Jak powstała panorama Warszawy o rozdzielczości 13.5 Gpix
1. Jak powstała panorama Warszawy o rozdzielczości 13.5 Gpix
Historia powstawania Gigapanoramy Warszawa360 jest dosyć długa.
Jak zawsze podczas wykonywania zdjęć bardzo ważne jest miejsce. W centrum wysokich budynków nie brakuje, ale zgoła inaczej jest po przeciwległej stronie Wisły. Budynek przy Okrzei 1A wydawał się mieć odpowiednią lokalizację, co potwierdziła wizja lokalna. Uzyskanie zgody zarządcy budynku okazało się prostą sprawą, szczególnie po przedstawieniu naszych poprzednich prac. Korzystając z okazji bardzo za nią dziękujemy.
W przypadku poprzedniej Gigapanoramy, robionej z dachu hotelu Intercontinental pewnym wyzwaniem okazał się znajdujący się tam ponad 10 metrowy mur.

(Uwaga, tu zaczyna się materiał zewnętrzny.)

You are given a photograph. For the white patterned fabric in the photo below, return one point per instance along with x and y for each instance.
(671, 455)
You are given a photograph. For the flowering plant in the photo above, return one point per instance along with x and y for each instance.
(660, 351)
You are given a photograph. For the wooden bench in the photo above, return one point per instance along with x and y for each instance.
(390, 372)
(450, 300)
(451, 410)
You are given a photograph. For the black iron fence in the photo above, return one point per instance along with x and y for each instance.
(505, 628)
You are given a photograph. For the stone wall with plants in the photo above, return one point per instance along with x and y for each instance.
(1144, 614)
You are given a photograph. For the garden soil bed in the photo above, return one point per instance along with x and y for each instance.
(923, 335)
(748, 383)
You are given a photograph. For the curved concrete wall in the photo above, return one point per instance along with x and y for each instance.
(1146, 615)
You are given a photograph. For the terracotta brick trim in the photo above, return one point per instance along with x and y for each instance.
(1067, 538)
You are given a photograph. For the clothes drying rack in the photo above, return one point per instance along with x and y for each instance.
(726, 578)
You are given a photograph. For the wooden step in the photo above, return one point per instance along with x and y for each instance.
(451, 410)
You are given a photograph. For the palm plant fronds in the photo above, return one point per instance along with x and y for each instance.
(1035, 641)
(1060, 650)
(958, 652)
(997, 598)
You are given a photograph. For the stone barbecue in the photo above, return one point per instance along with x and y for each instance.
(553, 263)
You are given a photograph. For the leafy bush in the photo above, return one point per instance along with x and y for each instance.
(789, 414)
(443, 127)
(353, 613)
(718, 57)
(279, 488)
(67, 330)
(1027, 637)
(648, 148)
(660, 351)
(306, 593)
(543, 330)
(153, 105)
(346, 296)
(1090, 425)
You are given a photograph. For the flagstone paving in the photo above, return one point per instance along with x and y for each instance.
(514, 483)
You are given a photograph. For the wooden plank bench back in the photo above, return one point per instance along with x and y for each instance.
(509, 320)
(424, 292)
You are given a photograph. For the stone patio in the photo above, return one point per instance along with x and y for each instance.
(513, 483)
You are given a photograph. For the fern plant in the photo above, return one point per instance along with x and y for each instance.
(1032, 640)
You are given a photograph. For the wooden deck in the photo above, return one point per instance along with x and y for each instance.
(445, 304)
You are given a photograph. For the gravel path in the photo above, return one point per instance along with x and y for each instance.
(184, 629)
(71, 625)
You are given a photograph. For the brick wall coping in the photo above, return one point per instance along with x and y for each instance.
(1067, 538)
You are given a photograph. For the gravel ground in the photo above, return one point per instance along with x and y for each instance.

W przypadku tego budynku widok 360 stopni do pewnej wysokości utrudniały anteny. W obydwu przypadkach problem rozwiązaliśmy windując głowicę 12 metrów ponad poziom dachu. Jak się łatwo domyśleć, w związku z tym nie mieliśmy możliwości ewentualnej korekty żadnych parametrów podczas wykonywania zdjęć i należało je ustawić, gdy cały zestaw był jeszcze w zasięgu rąk.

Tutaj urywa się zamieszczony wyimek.